— Claudine petite et silencieuse, à quoi penses-tu ?
Il me demandait cela, je m’en souviens, à Heidelberg, sur la terrasse de l’hôtel, pendant que mes yeux erraient de l’ample courbe du Neckar aux ruines truquées du Schloss, au-dessous de nous.
Assise par terre, j’ai levé mon menton de mes deux poings :
— Je pense au jardin.
— Quel jardin ?
— Oh ! « quel jardin ! » Le Jardin de Montigny, donc !
(Renaud jette sa cigarette blonde. Car il vit comme un dieu dans les nuages et les parfums des gianaclis.)

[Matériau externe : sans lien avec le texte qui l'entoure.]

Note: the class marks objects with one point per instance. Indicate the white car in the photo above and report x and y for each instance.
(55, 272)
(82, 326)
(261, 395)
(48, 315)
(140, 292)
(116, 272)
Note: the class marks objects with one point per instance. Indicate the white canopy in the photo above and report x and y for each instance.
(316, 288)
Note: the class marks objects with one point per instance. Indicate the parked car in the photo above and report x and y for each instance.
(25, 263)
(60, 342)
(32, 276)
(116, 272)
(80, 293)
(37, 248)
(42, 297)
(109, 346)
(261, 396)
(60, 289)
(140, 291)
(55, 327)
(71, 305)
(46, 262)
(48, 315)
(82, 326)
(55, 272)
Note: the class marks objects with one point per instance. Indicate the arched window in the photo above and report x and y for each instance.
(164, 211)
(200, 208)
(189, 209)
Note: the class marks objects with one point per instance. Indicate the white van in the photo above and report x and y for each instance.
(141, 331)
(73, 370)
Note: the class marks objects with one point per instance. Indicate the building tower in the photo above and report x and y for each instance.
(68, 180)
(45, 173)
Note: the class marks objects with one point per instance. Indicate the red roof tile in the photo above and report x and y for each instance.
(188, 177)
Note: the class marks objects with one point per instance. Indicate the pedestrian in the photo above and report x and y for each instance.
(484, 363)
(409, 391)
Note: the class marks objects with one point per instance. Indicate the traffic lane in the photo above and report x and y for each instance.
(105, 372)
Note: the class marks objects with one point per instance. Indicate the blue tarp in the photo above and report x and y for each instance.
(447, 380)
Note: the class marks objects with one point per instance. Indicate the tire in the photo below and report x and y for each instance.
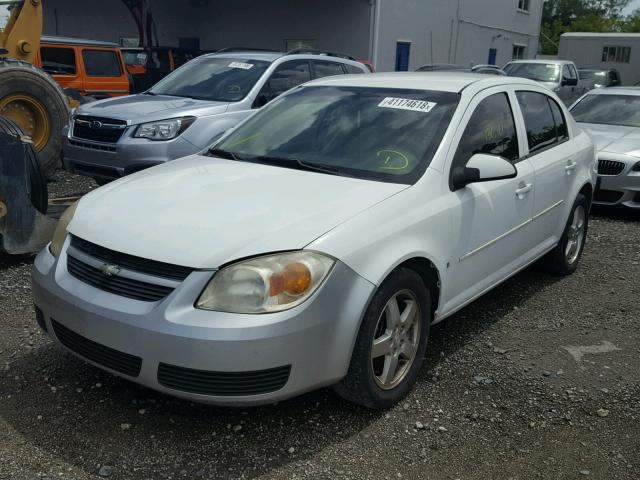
(23, 79)
(37, 181)
(561, 261)
(365, 381)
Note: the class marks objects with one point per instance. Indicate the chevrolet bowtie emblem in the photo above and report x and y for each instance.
(109, 270)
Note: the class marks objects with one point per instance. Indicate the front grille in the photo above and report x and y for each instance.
(93, 146)
(108, 357)
(98, 129)
(223, 383)
(130, 262)
(610, 167)
(607, 196)
(118, 285)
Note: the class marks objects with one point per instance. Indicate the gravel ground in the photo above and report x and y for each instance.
(538, 379)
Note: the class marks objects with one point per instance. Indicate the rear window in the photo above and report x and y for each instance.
(101, 63)
(58, 61)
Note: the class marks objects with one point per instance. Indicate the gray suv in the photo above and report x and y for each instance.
(188, 110)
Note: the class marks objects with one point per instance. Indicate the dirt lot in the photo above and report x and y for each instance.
(539, 379)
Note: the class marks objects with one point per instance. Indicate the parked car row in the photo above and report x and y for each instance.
(316, 242)
(319, 223)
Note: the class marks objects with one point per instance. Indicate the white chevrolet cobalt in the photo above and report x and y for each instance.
(317, 242)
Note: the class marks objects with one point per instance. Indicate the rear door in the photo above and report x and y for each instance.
(62, 64)
(492, 221)
(553, 158)
(105, 75)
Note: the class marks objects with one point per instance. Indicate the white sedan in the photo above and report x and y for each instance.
(316, 243)
(612, 117)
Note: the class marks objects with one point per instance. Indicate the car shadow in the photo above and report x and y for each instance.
(624, 214)
(87, 418)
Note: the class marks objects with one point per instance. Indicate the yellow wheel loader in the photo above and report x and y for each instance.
(33, 112)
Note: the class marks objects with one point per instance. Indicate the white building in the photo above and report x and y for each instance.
(620, 51)
(393, 34)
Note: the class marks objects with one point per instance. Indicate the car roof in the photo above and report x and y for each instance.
(615, 91)
(447, 81)
(538, 60)
(76, 41)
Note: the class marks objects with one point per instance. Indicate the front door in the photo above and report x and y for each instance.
(492, 221)
(403, 50)
(552, 157)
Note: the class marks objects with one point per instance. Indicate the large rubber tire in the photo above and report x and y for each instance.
(17, 77)
(557, 262)
(37, 181)
(360, 386)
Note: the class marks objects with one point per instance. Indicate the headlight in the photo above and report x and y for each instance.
(164, 129)
(55, 247)
(266, 284)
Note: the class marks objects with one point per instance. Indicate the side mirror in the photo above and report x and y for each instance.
(482, 168)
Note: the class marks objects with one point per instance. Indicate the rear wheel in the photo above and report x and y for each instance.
(391, 343)
(564, 259)
(33, 100)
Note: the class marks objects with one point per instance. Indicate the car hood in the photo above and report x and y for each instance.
(203, 212)
(614, 138)
(147, 108)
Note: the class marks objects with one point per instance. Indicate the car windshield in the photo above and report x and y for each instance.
(621, 110)
(372, 133)
(597, 76)
(219, 79)
(541, 72)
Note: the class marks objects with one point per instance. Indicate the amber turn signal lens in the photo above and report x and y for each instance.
(295, 279)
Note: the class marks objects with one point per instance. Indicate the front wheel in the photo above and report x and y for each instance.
(564, 258)
(391, 343)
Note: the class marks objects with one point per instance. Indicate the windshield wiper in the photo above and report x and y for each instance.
(218, 152)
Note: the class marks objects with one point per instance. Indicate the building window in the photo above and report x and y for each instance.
(616, 54)
(518, 52)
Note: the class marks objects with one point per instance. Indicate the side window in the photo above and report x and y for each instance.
(287, 76)
(562, 132)
(327, 69)
(491, 130)
(569, 72)
(538, 120)
(352, 69)
(101, 63)
(58, 61)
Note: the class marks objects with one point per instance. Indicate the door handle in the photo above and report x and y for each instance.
(570, 166)
(523, 189)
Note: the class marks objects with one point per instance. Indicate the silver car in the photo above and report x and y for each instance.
(612, 117)
(187, 110)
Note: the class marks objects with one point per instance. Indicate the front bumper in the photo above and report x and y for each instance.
(621, 190)
(314, 339)
(110, 161)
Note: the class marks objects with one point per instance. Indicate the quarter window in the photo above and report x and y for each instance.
(287, 76)
(562, 132)
(101, 63)
(538, 120)
(491, 130)
(518, 52)
(58, 61)
(327, 69)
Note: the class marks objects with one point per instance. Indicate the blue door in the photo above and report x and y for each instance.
(402, 56)
(492, 56)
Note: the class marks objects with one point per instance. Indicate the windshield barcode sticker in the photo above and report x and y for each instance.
(244, 66)
(407, 104)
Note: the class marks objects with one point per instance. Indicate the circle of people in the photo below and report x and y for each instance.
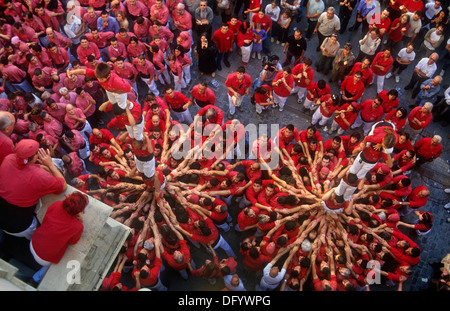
(318, 220)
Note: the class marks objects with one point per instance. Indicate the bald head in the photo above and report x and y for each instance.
(7, 122)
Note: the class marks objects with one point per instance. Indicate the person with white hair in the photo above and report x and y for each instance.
(7, 122)
(428, 149)
(429, 90)
(272, 276)
(418, 119)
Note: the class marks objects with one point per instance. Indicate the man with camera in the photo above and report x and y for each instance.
(271, 66)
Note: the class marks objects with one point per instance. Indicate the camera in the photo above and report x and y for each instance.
(270, 62)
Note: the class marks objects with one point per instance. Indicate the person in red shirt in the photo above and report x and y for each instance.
(314, 92)
(263, 98)
(374, 148)
(344, 117)
(380, 21)
(352, 88)
(366, 71)
(381, 65)
(303, 75)
(282, 84)
(62, 226)
(116, 88)
(428, 149)
(179, 104)
(404, 162)
(87, 48)
(202, 95)
(418, 119)
(238, 84)
(371, 112)
(327, 105)
(223, 39)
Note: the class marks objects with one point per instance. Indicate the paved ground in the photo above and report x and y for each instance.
(435, 175)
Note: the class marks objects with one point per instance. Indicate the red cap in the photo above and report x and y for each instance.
(26, 148)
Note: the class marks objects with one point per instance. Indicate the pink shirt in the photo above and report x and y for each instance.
(161, 15)
(15, 74)
(83, 103)
(54, 127)
(72, 122)
(83, 53)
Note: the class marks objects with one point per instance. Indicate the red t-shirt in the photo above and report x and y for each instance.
(57, 231)
(114, 83)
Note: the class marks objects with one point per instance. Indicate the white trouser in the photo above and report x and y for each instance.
(309, 104)
(187, 74)
(335, 126)
(165, 75)
(345, 190)
(280, 101)
(27, 233)
(367, 126)
(116, 98)
(301, 91)
(246, 51)
(147, 168)
(136, 131)
(380, 82)
(84, 153)
(182, 117)
(231, 107)
(360, 167)
(152, 86)
(319, 117)
(177, 85)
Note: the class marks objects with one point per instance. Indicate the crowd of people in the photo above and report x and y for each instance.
(313, 214)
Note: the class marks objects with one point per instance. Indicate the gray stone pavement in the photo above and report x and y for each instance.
(434, 175)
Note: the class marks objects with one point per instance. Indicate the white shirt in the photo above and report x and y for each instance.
(274, 13)
(269, 282)
(403, 55)
(433, 37)
(239, 288)
(370, 46)
(414, 26)
(447, 96)
(430, 10)
(423, 66)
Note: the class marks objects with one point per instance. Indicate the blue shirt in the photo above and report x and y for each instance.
(113, 25)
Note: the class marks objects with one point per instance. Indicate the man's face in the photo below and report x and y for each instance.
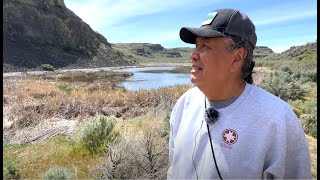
(211, 62)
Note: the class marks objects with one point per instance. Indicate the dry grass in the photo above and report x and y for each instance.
(313, 154)
(28, 101)
(35, 159)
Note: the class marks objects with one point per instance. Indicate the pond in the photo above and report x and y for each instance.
(154, 78)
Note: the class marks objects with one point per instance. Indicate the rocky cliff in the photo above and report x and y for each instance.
(38, 32)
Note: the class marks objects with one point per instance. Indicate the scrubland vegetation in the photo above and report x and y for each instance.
(122, 134)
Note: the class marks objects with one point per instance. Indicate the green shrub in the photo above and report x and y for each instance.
(283, 85)
(286, 68)
(47, 67)
(97, 134)
(56, 173)
(309, 75)
(10, 169)
(309, 124)
(67, 48)
(64, 87)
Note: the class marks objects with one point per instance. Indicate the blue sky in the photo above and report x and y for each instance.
(280, 24)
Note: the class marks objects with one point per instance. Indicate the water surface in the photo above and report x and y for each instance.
(148, 80)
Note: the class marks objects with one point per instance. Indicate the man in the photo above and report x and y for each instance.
(253, 134)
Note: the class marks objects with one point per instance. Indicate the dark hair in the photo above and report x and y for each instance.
(248, 64)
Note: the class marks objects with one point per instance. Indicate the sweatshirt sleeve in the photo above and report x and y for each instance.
(174, 124)
(297, 161)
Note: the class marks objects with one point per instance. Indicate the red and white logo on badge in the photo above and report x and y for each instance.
(229, 136)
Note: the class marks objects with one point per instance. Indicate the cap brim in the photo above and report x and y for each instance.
(189, 35)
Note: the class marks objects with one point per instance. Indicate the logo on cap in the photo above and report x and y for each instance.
(209, 18)
(229, 136)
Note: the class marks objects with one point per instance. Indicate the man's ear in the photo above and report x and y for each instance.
(239, 56)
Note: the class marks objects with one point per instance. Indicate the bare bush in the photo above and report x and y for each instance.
(143, 157)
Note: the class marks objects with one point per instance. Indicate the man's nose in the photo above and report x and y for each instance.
(194, 55)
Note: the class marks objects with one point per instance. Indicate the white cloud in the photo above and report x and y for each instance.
(282, 18)
(103, 13)
(283, 11)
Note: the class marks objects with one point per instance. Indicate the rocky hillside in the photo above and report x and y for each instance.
(146, 52)
(37, 32)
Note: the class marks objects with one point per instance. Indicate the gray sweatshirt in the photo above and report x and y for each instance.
(257, 136)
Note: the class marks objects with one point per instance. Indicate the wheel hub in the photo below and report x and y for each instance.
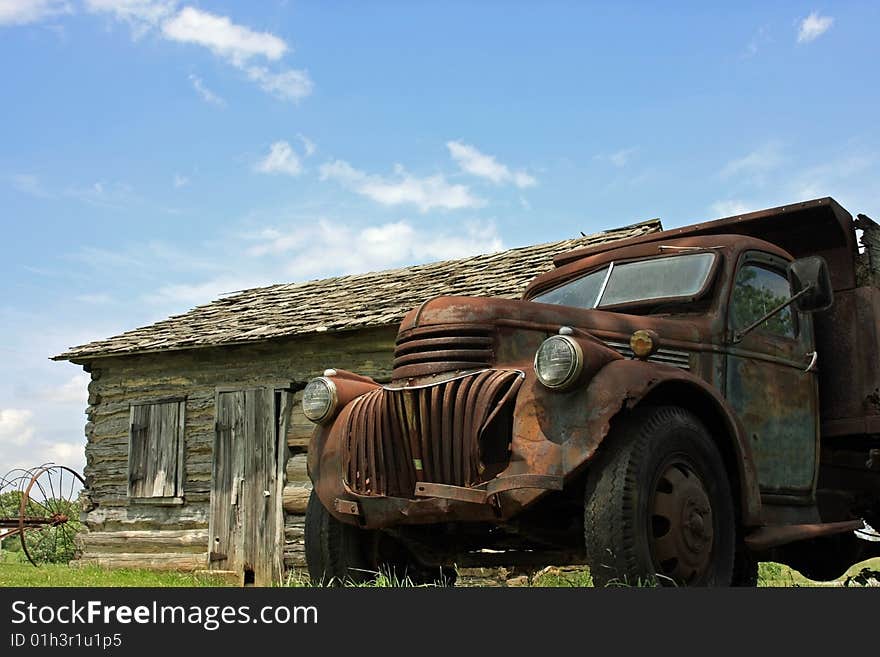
(681, 522)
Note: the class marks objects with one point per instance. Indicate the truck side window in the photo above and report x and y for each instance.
(758, 290)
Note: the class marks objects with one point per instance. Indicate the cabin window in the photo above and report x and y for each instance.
(756, 292)
(155, 456)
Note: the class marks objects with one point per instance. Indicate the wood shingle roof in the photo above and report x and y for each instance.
(343, 303)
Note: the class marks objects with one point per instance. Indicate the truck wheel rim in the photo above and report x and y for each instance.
(681, 525)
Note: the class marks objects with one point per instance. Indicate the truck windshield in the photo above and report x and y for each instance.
(632, 282)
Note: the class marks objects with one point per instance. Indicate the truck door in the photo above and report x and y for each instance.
(766, 382)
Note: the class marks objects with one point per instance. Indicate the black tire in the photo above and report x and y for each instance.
(658, 507)
(335, 551)
(339, 554)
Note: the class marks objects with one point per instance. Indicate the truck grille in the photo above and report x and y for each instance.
(451, 432)
(434, 350)
(681, 359)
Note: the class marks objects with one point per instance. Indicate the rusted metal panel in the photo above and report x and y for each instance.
(816, 227)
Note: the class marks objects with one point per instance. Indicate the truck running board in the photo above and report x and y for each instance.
(771, 536)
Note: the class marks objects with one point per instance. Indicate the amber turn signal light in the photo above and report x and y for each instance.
(644, 343)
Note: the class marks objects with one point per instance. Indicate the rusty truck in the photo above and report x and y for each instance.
(672, 408)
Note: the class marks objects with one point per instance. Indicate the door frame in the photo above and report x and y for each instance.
(281, 404)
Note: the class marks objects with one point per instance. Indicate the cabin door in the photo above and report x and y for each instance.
(246, 530)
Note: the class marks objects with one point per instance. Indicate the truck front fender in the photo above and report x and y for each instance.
(576, 422)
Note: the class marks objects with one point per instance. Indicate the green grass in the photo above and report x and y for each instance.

— Drôle de petite fille… Devant ce paysage-là ! Me diras-tu qu’il est plus beau, le jardin de Montigny, que ceci ?
— Non, pardi. Mais il est à moi.
C’est bien ça ! Vingt fois nous nous sommes expliqués sans nous comprendre. Avec des baisers, de tendres baisers un peu méprisants, Renaud m’a traitée de petite âme acagnardée, de vagabonde assise. En riant, je lui ai répliqué que son home tenait dans une valise. Nous avons raison tous deux, mais je le blâme puisqu’il ne pense pas comme moi.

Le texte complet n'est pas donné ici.